Why do some people favor authoritative parenting methods over more lenient ones? Of course, having an obedient child means that parents will have an easier time but it’s about more than that. Many people believe that teaching children self-control helps them to grow into well-adjusted adults.

Attachment Parenting

British psychoanalyst and father of attachment theory, John Bowlby, (1907-1990) defined attachment as ‘lasting psychological connectedness between human beings.’ Bowlby studied orphans in the mid-20th century. From his research he developed the theory that the attachment bond between a mother and child greatly influences the child’s psychological development and relationships they form in later life.

In the 1970s, Jean Liedloff took attachment parenting a step further with her studies of children in the South American jungle. These kids were carried more, and cried less than western children. Liedloff hypothesized that ‘American parents had become divorced from their natural instincts’ and so she developed The Continuum Concept in 1975 to try and get us back on track.

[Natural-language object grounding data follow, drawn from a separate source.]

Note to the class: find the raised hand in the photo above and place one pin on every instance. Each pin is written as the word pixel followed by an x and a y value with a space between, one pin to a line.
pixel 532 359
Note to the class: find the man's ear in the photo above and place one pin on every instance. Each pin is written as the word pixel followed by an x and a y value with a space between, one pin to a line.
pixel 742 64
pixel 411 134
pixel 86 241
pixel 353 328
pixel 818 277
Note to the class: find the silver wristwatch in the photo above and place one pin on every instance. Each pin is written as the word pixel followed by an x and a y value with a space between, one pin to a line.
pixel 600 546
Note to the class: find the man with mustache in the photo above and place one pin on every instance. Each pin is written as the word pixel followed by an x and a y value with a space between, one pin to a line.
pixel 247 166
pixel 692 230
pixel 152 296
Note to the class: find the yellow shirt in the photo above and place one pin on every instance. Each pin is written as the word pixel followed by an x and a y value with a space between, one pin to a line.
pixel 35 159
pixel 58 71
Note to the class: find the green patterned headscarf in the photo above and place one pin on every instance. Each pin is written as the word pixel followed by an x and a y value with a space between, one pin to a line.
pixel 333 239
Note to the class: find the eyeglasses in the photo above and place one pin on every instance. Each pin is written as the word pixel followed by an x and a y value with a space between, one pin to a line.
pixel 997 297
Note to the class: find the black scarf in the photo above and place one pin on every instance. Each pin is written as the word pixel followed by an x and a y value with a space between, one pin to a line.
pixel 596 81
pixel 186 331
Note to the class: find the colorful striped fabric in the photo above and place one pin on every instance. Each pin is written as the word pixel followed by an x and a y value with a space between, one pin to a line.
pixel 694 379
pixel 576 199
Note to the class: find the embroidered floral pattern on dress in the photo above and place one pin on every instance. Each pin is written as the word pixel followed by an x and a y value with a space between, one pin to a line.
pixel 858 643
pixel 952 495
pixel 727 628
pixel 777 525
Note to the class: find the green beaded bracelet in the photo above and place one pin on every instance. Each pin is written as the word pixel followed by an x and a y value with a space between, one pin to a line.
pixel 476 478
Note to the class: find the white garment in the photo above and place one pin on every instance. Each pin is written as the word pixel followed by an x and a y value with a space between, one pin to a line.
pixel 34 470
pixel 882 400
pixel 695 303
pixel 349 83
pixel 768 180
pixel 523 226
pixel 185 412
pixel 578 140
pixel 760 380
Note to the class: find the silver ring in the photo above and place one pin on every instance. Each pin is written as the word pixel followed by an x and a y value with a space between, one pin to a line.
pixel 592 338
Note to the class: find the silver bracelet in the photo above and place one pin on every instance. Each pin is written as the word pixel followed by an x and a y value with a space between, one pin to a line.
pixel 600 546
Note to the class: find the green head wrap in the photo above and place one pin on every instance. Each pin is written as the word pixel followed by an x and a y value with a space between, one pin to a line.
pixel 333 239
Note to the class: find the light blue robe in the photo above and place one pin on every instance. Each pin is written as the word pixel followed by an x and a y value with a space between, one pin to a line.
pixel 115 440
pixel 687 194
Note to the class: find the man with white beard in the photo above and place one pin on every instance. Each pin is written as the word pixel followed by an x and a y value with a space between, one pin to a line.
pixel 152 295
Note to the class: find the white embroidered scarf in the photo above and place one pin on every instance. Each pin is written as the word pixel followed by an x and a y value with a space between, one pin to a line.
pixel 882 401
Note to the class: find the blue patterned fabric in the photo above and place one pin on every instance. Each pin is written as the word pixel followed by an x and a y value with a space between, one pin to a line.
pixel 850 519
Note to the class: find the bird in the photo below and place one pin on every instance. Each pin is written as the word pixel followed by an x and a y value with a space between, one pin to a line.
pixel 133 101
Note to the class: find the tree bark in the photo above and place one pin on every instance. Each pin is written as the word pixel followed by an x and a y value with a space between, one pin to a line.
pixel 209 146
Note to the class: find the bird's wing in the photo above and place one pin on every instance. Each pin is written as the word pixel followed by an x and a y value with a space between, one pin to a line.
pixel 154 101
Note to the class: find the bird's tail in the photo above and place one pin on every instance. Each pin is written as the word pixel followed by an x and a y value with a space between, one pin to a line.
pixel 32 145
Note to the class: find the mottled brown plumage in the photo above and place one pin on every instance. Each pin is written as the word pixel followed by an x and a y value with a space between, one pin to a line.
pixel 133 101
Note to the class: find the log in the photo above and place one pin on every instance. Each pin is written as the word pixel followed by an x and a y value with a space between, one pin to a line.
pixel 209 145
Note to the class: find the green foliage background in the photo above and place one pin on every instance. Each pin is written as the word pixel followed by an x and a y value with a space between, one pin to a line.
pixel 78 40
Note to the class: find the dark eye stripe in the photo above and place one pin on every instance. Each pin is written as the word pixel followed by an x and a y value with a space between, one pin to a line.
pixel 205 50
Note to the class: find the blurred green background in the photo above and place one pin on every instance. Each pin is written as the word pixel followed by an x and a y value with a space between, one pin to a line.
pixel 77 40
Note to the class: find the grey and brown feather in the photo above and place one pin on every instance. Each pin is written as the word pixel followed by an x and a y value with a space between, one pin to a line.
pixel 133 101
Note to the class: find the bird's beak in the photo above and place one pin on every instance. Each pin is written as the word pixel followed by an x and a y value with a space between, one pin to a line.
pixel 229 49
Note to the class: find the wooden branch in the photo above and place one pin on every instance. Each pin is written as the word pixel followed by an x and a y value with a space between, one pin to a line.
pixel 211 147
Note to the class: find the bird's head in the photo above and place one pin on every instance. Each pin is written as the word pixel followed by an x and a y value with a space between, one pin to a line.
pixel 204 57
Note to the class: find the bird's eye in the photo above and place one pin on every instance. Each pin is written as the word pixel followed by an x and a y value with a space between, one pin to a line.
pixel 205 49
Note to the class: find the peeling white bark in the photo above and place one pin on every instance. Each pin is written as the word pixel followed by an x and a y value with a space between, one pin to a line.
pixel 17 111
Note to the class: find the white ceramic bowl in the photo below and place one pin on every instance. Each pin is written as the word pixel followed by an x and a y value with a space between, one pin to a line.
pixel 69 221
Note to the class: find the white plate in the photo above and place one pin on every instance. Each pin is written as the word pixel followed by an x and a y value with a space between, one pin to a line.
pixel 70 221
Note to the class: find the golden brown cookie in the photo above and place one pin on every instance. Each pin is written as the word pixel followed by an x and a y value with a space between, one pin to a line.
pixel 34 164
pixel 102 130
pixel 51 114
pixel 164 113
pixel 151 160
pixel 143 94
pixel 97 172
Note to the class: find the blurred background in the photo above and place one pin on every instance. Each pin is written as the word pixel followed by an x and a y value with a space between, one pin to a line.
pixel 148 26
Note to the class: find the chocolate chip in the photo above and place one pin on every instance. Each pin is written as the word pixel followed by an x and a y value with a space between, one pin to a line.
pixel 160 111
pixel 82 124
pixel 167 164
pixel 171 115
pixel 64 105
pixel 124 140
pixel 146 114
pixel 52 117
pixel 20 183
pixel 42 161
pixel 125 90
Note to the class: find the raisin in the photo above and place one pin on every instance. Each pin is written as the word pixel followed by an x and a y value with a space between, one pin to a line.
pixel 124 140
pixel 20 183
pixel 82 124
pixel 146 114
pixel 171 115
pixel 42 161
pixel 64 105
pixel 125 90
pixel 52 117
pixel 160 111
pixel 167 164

Heralded as ‘the man who remade motherhood,’ Dr. Bill Sears has re-popularized attachment parenting, building his mass following on the basic principle that ‘babies that are cuddled feel secure.’ Sears champions co-sleeping, breastfeeding, and baby-wearing. He also encourages parents to toss out strollers, bottles, and cribs which he believes ‘put infants behind bars’. According to Hoffmann, Cooper, and Powell in Raising A Secure Child, our ability to be functional adults relies on our early experience of attachment: ‘From birth through old age, our ability to act with a sense of autonomy is directly related to our capacity for connectedness.’

Treat parenting like a relationship, not a job

Having a committed, loving caregiver has a huge influence on how a child will develop. But for all the fuss about parenting styles, there is no empirical evidence to suggest that parenting techniques make any real difference to a child’s development.

Alison Gopnik assures that there’s no need to fret over forward- or backward-facing strollers, or whether you choose formula or breastfeeding, because finding the ‘best’ way isn’t what being a parent is about. It’s about helping kids grow by letting them find out for themselves who they are. So, if Sophie and I qualified our protest cries to: ‘don’t always tell me exactly what to do!’, we’d probably be right.